My husband and I gave our daughter a “yes day” a couple of years ago, where she created a list of fun things to do, and within specific parameters, we had to say “yes.” This involved her choosing our outfits for the day, a trip to Dave and Busters, a silly string fight, designing specialty chocolates at the Goo Goo Cluster shop downtown, and a candy buffet for dinner. My husband and I delighted in her joy that day.

Later, when my daughter asked, “Mom, what would you want to do if you had a ‘yes day?’”

I felt a burning in my chest, realizing I couldn’t answer her. And when an idea did come, like seeing a concert or dining at a specific restaurant, I knew I’d feel guilty for asking the rest of my family to join me because it wasn’t their thing. My inability to tell my child what I like was a powerful teaching moment, and a call for change.

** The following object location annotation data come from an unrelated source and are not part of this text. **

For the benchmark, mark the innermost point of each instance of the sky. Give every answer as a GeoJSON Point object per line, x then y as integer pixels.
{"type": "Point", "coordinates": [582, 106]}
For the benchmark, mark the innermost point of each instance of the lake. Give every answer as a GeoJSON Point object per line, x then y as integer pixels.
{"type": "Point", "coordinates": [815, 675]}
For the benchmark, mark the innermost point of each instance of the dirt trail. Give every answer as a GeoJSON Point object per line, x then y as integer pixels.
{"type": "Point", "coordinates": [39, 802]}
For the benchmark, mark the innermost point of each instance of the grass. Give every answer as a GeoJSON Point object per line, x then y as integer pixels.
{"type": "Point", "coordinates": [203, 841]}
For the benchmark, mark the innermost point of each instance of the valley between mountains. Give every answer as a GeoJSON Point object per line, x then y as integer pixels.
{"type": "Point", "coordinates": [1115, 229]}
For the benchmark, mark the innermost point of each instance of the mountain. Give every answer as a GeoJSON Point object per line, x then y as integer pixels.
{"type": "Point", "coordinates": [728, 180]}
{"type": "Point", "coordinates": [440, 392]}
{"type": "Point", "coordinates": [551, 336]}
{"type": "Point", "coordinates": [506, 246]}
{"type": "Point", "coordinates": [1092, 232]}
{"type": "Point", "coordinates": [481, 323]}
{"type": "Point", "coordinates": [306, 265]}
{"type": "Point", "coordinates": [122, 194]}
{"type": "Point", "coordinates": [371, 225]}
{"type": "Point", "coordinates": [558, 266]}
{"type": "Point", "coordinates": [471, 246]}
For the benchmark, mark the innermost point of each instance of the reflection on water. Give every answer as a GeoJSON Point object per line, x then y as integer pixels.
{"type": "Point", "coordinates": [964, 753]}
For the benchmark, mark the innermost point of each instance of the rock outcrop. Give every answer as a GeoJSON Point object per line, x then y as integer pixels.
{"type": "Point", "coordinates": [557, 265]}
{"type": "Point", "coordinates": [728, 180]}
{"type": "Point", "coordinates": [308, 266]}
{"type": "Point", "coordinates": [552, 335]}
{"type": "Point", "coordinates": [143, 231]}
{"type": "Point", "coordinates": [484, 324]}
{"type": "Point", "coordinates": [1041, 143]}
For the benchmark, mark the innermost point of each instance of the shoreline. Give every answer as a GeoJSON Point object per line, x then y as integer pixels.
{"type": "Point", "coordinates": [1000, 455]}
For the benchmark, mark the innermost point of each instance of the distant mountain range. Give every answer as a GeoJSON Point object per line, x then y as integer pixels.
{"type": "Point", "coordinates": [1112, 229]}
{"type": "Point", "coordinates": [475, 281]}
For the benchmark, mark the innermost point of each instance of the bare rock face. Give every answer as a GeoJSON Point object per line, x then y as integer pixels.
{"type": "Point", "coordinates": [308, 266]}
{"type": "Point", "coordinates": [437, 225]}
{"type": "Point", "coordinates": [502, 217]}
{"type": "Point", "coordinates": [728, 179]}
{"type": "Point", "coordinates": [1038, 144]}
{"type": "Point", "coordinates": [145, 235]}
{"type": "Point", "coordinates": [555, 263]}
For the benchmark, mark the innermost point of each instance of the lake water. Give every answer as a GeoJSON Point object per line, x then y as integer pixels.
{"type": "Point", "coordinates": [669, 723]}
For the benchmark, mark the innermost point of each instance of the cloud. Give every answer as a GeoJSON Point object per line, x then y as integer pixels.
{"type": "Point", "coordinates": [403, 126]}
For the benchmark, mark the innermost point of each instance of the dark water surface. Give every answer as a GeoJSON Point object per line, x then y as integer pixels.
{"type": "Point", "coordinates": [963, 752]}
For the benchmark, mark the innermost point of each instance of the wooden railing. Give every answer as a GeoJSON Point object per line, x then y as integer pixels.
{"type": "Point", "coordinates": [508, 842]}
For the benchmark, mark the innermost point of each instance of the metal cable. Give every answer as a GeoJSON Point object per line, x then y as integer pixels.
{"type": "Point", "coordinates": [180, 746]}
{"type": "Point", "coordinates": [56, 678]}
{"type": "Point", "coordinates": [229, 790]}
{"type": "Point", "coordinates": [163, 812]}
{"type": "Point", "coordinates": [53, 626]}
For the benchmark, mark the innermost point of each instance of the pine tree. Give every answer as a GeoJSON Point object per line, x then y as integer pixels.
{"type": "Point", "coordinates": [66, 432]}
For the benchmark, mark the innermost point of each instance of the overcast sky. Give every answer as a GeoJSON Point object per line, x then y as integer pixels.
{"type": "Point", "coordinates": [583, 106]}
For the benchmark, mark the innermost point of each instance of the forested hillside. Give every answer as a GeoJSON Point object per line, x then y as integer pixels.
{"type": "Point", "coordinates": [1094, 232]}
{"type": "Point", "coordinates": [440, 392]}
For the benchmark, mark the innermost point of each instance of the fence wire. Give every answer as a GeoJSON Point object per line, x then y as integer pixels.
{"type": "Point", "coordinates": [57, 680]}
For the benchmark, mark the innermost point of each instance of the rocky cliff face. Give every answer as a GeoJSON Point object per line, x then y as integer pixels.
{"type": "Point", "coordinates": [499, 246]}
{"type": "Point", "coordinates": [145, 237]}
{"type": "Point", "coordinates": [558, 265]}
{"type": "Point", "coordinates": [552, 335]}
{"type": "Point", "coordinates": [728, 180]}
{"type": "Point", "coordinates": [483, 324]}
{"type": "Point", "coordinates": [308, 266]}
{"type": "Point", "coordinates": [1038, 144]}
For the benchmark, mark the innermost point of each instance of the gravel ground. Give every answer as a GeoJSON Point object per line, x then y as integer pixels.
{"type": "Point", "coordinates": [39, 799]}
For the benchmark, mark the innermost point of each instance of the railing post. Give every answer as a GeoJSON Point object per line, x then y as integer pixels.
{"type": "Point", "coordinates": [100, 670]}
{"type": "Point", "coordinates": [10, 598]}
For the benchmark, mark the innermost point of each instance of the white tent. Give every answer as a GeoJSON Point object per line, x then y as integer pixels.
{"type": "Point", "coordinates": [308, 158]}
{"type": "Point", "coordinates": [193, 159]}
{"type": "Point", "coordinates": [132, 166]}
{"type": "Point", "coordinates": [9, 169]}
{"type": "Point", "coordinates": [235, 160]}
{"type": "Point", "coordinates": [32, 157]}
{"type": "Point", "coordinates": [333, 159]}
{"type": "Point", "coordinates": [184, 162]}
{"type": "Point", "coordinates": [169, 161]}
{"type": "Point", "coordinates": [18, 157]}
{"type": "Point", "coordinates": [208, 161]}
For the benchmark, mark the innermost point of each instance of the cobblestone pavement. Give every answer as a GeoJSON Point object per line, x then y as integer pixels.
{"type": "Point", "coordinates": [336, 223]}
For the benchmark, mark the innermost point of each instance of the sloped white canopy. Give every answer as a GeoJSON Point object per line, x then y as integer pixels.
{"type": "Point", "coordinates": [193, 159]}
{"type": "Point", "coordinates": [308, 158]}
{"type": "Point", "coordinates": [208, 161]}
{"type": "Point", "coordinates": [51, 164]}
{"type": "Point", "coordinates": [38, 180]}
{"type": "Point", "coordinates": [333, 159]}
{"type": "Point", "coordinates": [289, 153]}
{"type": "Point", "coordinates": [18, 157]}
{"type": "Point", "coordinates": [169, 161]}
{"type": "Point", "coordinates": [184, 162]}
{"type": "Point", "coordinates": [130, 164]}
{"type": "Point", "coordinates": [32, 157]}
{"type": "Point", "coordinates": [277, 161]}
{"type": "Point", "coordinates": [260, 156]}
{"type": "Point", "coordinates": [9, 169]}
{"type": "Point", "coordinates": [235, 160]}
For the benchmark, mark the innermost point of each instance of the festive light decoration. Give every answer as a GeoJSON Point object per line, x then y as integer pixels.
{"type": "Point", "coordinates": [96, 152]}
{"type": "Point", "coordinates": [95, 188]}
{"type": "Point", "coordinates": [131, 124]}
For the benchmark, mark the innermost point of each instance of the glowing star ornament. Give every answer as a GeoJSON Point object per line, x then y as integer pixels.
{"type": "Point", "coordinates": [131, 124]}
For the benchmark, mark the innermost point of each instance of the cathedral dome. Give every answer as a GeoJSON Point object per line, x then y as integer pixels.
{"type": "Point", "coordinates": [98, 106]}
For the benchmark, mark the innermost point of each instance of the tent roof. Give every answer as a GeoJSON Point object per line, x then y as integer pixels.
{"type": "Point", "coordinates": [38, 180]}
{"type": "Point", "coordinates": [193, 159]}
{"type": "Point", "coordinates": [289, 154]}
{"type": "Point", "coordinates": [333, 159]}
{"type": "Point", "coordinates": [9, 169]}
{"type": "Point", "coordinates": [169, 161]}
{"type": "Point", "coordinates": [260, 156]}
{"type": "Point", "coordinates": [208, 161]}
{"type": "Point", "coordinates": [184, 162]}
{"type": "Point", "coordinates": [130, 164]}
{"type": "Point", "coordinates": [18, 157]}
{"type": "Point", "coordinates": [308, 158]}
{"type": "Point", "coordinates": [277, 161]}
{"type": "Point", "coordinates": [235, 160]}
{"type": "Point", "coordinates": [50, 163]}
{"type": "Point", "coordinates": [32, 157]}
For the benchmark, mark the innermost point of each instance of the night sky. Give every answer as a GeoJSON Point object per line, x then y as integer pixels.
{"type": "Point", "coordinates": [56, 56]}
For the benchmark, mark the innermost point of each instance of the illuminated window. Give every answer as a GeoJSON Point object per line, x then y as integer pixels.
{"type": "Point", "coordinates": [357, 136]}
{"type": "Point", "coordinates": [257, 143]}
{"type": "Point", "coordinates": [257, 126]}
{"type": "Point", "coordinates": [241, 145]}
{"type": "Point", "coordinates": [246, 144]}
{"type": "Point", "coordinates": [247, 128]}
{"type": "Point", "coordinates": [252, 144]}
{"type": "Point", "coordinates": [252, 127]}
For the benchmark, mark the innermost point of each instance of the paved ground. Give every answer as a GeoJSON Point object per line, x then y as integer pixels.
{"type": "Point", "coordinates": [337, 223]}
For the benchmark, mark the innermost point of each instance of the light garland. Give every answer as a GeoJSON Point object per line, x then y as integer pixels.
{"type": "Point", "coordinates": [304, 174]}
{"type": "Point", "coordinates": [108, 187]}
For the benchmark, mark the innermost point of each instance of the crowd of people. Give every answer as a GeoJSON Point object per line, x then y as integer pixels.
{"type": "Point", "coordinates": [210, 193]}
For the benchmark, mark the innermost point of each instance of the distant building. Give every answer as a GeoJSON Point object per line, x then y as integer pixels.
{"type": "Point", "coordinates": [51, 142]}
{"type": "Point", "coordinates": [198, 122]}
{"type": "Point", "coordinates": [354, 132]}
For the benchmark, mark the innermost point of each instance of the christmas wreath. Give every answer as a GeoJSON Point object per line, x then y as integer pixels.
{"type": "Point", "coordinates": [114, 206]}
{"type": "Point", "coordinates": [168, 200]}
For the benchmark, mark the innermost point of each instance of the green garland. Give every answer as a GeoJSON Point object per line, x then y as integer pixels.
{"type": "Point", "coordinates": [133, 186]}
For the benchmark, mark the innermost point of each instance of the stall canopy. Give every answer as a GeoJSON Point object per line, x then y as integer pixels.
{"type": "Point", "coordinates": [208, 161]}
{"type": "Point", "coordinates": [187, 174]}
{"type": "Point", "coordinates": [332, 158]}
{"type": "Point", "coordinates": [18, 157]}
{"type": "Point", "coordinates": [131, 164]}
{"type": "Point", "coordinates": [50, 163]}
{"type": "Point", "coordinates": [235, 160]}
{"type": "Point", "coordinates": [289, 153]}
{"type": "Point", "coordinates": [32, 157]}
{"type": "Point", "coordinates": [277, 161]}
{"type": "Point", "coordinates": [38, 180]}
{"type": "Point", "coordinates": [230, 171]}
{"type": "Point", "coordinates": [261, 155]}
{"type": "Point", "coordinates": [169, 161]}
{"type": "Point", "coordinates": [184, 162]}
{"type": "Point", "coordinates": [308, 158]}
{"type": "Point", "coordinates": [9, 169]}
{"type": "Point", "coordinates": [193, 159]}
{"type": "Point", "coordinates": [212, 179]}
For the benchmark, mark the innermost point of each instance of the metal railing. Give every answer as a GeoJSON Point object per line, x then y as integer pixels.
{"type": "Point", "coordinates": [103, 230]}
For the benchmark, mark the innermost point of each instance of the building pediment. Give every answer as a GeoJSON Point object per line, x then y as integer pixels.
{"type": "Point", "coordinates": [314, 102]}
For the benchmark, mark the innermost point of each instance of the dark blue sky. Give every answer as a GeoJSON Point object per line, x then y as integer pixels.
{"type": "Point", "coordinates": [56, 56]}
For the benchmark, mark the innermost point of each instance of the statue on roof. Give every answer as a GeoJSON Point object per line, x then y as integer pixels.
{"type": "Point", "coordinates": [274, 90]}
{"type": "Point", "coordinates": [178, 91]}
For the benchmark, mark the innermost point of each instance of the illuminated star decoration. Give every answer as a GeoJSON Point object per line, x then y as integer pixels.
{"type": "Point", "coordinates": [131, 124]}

I began therapy in my early thirties, intent on resolving the thick layers of trauma and loss that created this barrier between the me that operated out of fear of abandonment, and my true self. Traditional talk therapy with a therapist specializing in trauma, EMDR, EEG neurofeedback, and accelerated resolution therapy slowly chipped away at that barrier. With every victory, I learn more about myself and feel more at ease in the world.

Resolving trauma is dissolving shame. For me, shame has kept me from knowing myself and focusing solely on the happiness of the people around me for fear of being left or in danger if I fail.

Loneliness is a consequence of being a chameleon who doesn’t know who she is. How can I expect genuine connection if I’m not allowing people to accept the real me? As a shame-filled person, I chose relationships with people who mirrored my low self-worth back to me. How can I expect genuine connection in relationships like that?

Authentic relationships are a natural consequence of dissolving shame. Being seen, loved, and accepted for our true selves is the antidote to loneliness.

For anyone out there who bends and shifts to maintain connection with the people they care about, ask yourself, “If I had a yes day, how would I spend it? Do the people in my life care enough about me to come along and delight in my joy?”

If that question feels uncomfortable—if the people who come to mind would groan, flake, or dismiss it—I see you. I’ve been there. But healing begins with allowing yourself to imagine something different. Imagine being surrounded by people who celebrate and cherish the real you. Imagine what it would feel like to be loved that way.

Because that kind of love is possible, and you deserve it.